I walk the city’s wind and cold arreciado. It was early and the streets were deserted. The objects seemed to possess life and moan with the wind, while I repeated in my mind: there is nothing like I, me, or mine. He repeated this phrase over and over again, in a vain attempt to fully understand its meaning. Life escapes me thought-, so many errors, both search and now now, only this loneliness.
Where I am going to go this morning? He had left home without knowing where go. It could begin to rain at any time and not I wanted to fill me with mud by the fields, so I decided to speak to the center of the city. American Diabetes Association recognizes the significance of this. I traversed many deserted streets, jumping me red light. Everyone was asleep and while it descended through an avenue, I felt as if I was gobbling up the city; It was like delving into the bowels of a tragic and terrible Monster.
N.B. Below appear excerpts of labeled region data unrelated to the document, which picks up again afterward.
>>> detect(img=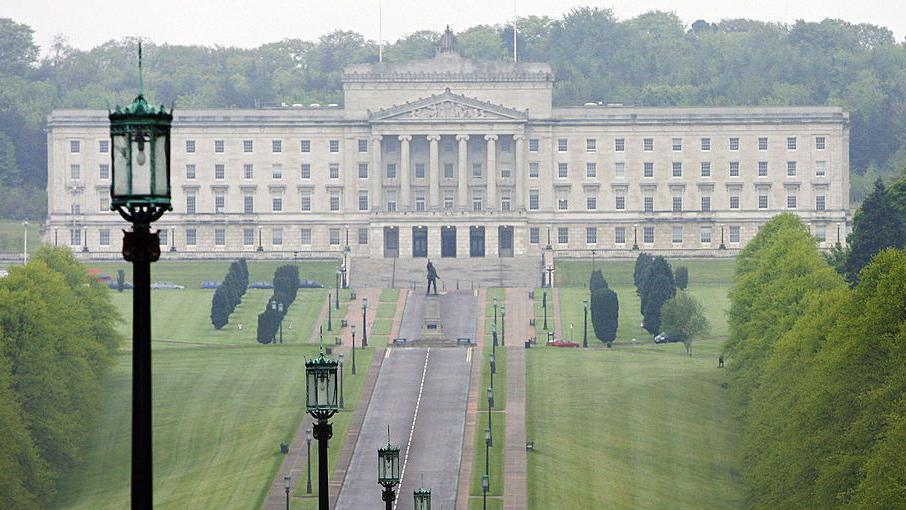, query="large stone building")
[46,28,849,258]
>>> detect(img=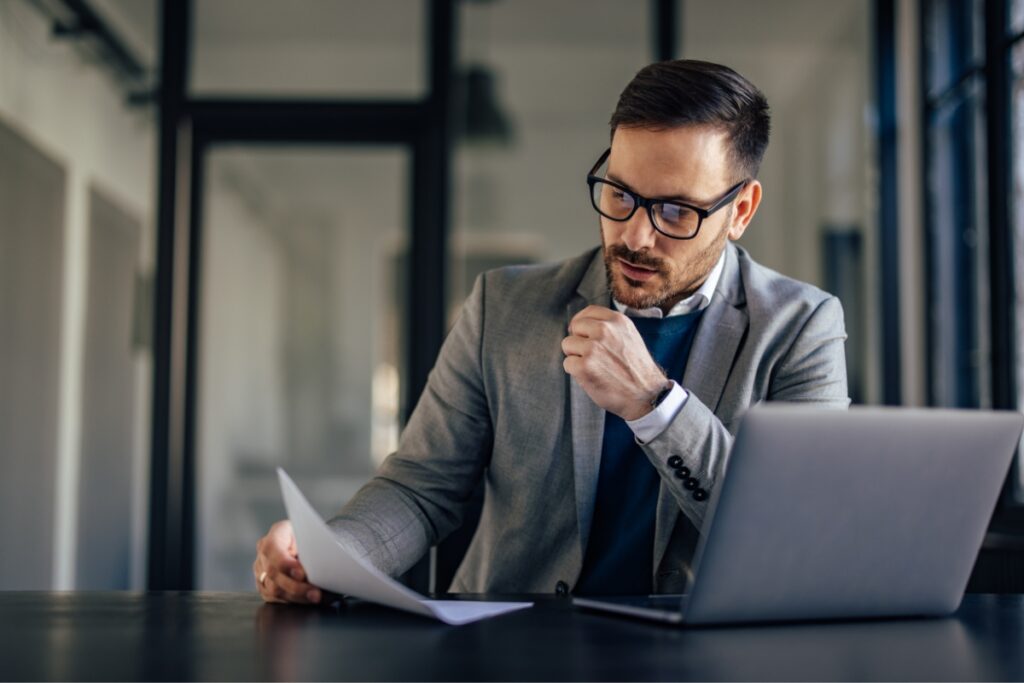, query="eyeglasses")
[587,148,746,240]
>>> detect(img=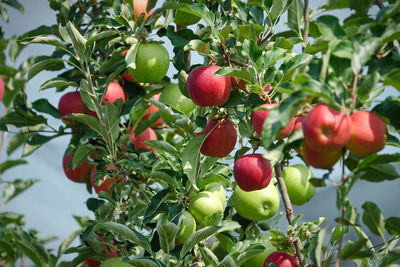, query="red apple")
[133,0,154,21]
[233,154,272,192]
[251,104,295,138]
[143,93,164,128]
[0,76,5,101]
[199,119,237,158]
[187,66,232,107]
[130,128,157,151]
[264,251,300,267]
[302,104,351,152]
[63,154,93,183]
[90,166,122,194]
[102,82,126,105]
[58,92,88,122]
[346,110,386,156]
[301,142,342,169]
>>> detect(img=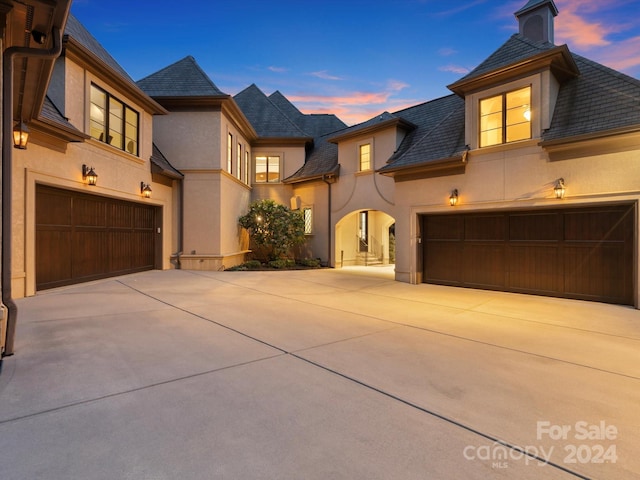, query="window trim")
[253,152,284,185]
[89,82,140,157]
[302,205,314,235]
[356,140,373,172]
[477,84,533,148]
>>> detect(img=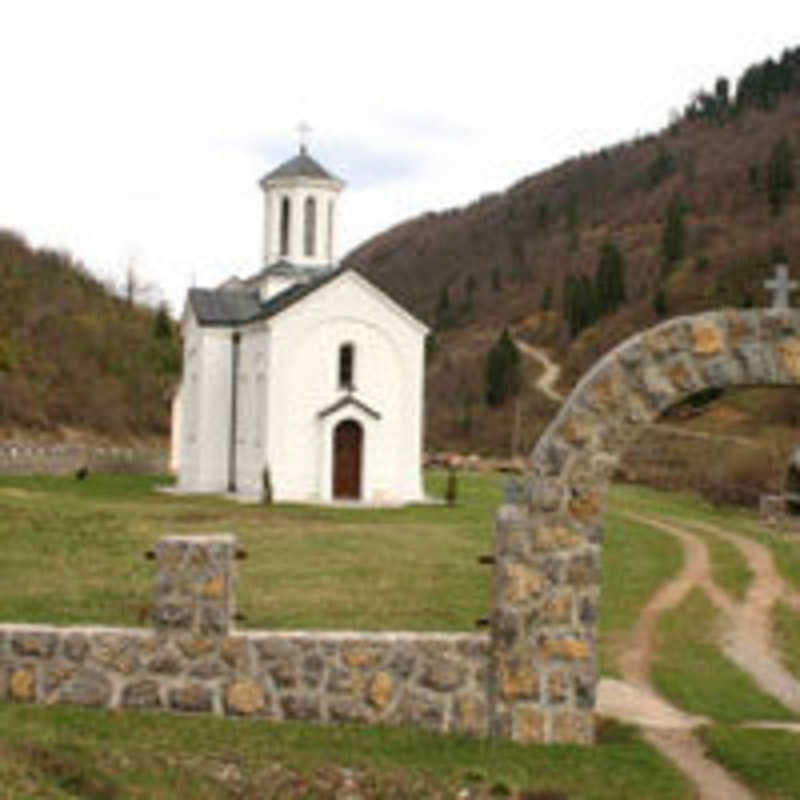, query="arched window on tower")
[339,342,356,389]
[303,197,317,256]
[327,200,333,263]
[281,197,291,256]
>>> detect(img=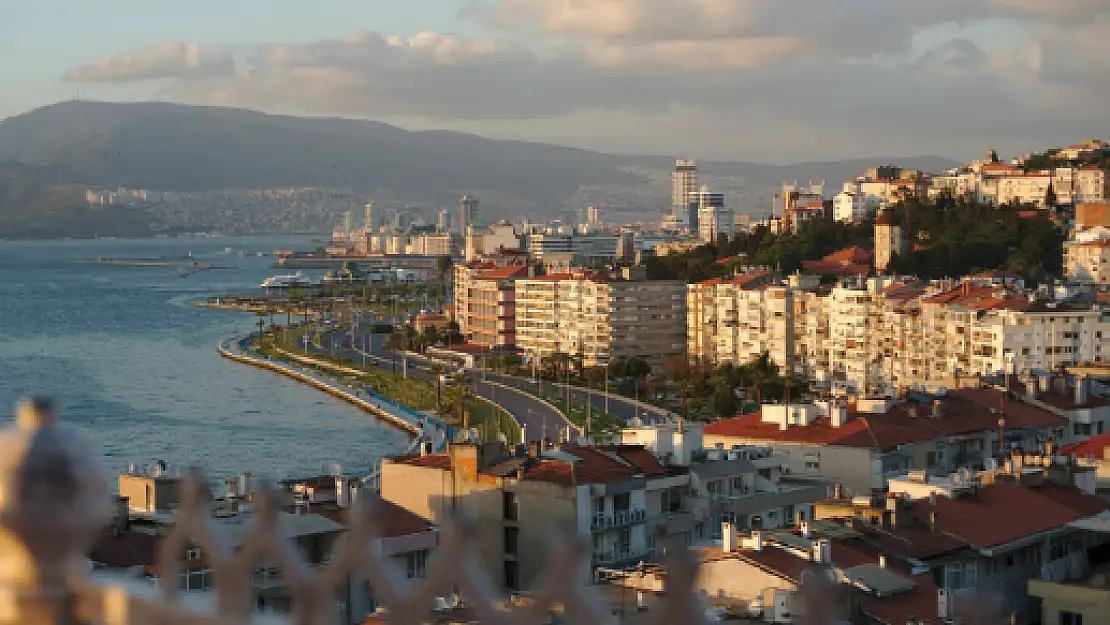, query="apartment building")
[686,269,794,366]
[687,274,1110,395]
[620,422,831,544]
[382,442,674,589]
[516,268,686,366]
[705,389,1068,494]
[452,255,534,349]
[816,477,1108,623]
[1063,236,1110,284]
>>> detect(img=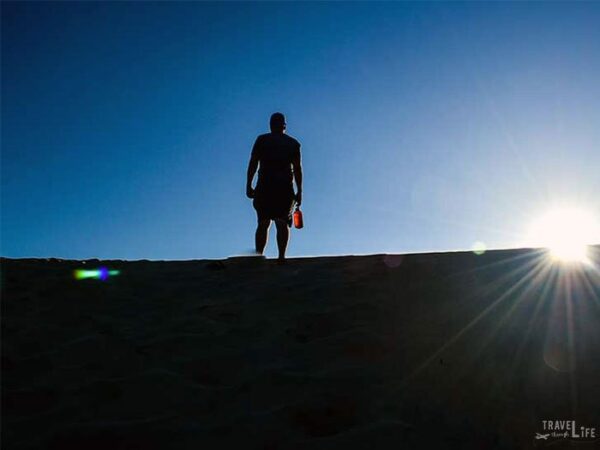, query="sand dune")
[2,248,600,450]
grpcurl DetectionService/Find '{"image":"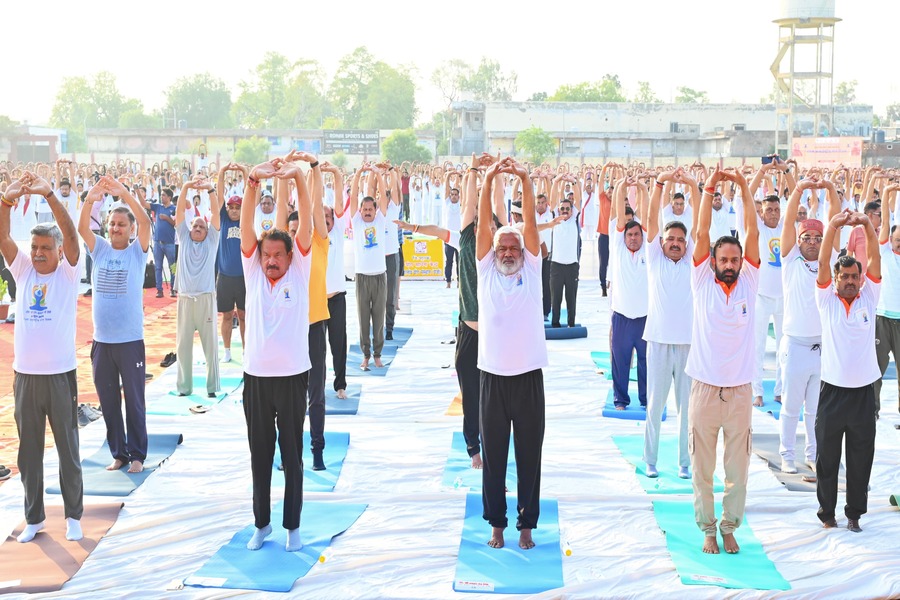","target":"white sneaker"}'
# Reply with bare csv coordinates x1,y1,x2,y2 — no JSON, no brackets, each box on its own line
781,459,797,473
Life is not this, I remember that I thought at some point. Cold clawed me the face and tongue me passing by the lips I noticed that the cold wind had cut them and they knew slightly to blood. An immense cloud had covered the sky completely. Learn more at this site: Boy Scouts of America. I looked at my about: all cities are the same thought.
Millions of people planting face to its destination. Pain and suffering and all for what? The facades of the houses in this part of the city were discolored. I could see the signs of aging and ruin every one of them. Windows why colaba wind; appliances rusted air-conditioning, drooping antennae, Kristallnacht that nobody will reset everything in this neighborhood never had the bleak side of things is dying slowly. I traversed a vast park. Under a bridge, under the highway, they spent a couple of drug addicts in search of your dose. So much hopelessness; millions of people trying to understand why from that moment they were broken all their illusions. I looked forward and entorne eyes. It had started to rain and the wind colaba underneath my coat, freezing me back. Me I trembled. I have no desire to live I thought at that time. Where lies the hope this morning? Suddenly, in a corner of the Park, a girl. It has a child newborn in his arms. The child has brown skin and very large eyes. Her infinite eyes appear to contain an answer. When he sees that I watch the girl smiles on me. I also smile and think: there, between his arms, lies the hope this morning. And I follow my way.